Ditch the internal xover and use the sub....

Was helping my son with his system last night. He has a Sony HT receiver and uses the pre-outs to drive Parasound amps into a pair of Mackie studio monitors as mains. Also uses a Velodyne FSR-12 sub.

No matter how we diddled the settings, the sub was boomy and nasty. Finally, I ran the pre-out directly to the sub and sent the high-pass line out from the sub to the Parasound amp. Designated the Mackies as "large" so the LFE went there instead of to the now-unused sub out. HUGE improvement. Hard to believe the Sony internal Xover was that bad or that the Velodyne was that much better (I'm not a fan of either brand). Any thoughts?
Interested approach! I have wondered this as well. I am using a Velodyne HGS-18 (currently using the crossover on the Velodyne) and my preamp is the Proceed PAV/PDSD. My right and left speakers consist of B&W 801's.

I guess I have always run a 5 channel system, not 5.1 channel. I never liked how the sub integrated with the movie soundtrack, and came to the conclusion after trial and error, that it was not the sub (REL Q100E). Adjusting room accoustics was not an option.

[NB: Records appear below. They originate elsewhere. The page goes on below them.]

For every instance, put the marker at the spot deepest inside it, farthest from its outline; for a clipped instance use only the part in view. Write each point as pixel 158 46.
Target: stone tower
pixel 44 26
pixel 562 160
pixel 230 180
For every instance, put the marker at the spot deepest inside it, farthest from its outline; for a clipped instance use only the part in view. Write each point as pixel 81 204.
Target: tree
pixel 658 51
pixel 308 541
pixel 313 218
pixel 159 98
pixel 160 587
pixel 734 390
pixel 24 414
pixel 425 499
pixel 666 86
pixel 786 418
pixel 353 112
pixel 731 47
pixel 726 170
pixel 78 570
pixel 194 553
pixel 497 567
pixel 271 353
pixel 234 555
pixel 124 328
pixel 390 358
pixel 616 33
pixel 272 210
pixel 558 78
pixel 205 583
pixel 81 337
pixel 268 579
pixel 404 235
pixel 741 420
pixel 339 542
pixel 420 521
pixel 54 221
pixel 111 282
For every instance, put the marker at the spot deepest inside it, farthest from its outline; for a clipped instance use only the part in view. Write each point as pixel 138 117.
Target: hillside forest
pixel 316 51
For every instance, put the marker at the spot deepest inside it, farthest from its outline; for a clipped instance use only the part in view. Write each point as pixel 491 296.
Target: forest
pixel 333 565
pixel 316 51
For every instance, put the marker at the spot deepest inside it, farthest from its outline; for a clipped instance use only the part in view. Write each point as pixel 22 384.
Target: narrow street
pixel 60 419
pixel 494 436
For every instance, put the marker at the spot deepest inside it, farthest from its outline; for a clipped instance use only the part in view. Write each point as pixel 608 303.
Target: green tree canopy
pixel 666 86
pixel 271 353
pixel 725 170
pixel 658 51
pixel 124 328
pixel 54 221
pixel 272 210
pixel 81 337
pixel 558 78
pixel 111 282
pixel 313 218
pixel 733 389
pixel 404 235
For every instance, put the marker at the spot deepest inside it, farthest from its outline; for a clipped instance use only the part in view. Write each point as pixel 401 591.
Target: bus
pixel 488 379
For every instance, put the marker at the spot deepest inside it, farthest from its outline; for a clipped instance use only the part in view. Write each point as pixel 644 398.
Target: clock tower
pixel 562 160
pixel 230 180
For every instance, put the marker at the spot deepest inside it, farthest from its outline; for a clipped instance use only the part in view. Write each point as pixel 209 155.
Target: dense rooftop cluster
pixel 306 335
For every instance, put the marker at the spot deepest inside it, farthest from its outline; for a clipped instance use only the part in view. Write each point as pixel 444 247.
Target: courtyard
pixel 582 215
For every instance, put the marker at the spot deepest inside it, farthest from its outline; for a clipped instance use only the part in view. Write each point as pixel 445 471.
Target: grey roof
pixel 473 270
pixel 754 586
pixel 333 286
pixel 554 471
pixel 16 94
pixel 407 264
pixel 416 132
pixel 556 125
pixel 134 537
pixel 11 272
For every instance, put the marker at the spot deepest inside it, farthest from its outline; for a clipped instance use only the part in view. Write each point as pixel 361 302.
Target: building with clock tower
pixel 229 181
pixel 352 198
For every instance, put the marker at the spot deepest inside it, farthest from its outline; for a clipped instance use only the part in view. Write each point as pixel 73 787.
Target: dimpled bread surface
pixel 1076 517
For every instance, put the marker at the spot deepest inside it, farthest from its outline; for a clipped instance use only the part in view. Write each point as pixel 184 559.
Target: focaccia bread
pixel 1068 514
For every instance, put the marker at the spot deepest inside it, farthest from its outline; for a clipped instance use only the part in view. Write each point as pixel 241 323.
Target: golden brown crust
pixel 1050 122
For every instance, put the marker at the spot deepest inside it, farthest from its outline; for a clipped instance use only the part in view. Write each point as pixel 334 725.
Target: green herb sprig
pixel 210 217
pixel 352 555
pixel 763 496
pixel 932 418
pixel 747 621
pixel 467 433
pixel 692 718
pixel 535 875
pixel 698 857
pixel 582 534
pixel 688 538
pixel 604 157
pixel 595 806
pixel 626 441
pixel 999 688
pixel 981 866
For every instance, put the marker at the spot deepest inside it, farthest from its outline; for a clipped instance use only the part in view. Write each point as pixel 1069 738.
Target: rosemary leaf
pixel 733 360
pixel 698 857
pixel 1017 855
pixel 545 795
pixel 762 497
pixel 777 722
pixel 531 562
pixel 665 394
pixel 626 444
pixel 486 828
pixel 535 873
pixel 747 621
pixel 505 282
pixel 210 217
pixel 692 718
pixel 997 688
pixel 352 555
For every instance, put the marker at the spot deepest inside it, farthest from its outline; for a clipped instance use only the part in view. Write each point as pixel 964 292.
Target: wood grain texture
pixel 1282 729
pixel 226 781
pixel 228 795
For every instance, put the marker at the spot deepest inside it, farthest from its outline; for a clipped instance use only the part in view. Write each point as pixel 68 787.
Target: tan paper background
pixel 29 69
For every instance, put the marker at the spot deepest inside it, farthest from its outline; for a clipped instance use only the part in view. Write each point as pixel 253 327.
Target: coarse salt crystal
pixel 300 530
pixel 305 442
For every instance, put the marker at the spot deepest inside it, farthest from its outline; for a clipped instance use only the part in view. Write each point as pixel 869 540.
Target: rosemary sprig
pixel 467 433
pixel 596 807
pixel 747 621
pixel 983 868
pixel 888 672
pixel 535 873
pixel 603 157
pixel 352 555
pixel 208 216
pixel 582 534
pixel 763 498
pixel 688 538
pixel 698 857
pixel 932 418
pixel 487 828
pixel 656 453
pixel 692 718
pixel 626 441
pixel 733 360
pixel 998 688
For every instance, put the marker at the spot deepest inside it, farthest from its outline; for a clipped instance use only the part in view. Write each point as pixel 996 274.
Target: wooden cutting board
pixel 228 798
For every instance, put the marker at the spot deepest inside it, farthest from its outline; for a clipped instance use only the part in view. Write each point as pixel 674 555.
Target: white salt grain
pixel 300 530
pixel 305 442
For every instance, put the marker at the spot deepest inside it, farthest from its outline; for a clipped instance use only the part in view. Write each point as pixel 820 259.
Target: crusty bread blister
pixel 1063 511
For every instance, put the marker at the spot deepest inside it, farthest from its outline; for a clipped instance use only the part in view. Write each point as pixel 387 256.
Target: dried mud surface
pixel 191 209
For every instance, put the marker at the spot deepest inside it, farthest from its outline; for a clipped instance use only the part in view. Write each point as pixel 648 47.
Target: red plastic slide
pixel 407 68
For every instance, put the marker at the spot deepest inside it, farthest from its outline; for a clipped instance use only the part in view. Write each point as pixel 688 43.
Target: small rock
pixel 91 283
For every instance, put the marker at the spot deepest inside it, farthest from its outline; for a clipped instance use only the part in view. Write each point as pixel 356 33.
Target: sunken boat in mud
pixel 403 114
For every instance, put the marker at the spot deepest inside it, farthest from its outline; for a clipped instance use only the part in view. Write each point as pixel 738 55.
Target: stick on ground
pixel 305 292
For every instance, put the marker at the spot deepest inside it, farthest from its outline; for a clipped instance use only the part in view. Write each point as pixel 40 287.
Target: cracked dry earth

The REL also has high-pass connections that run the sub off the signal from the speaker terminals. This is usually how you run the sub for 2 channel audio. I set the HT receiver to "no subwoofer" which sends the entire signal to the speakers so they run full range. I then set the sub in high-pass mode below the speakers so they just fill in the bottom the same as for 2 channel. In our family room this works much better. The bass was too localized for my taste when the sub did most of the work in 5.1 mode running through the subwoofer pre-out.

The lines between what one uses as a woofer and as a subwoofer are very blurred. Subwoofers are primarily designed to be used as "SUBwoofers" i.e. "below the normal range of a woofer". As such, you have to cross them over at a very low frequency and keep the upper and mid-bass out of them. Otherwise, you'll run into the two woofers ( mains and subs ) overlapping within a small frequency range and producing a noticeable hump in the response. This is especially true of a ported design, as the upper bass / lower midrange walks right our the vent from the rear of the cone. This can contribute to the "muddy" or "overpowering" effect that many folks tend to run into. Front loaded subwoofer designs will also tend to suffer from this, as you can hear the harmonic overtones coming from the woofers and this adds to your ability to "localize" the sound. Sean
A friend uses two subs. The first comes out of the sub output from his denon home theatre receiver (avr 3801); this is a McIntosh HT-2 passive sub (dual 12" woofers) powered by two channels of a Parasound hca 1206 (bridged for 350 watts). This provides the bass for home theatre duty.

The second sub is a fairly old Mirage PS180 (180watt, 12") and gets its signal from the speaker wires for the pair of Linn Tukan front stereo speakers. When listening to stereo only the McIntosh sub is not used; when listening to DVD material then both subs are used.

The results are quite spectacular; and that is when listening from the porch. The new neighbours are not impressed favourably.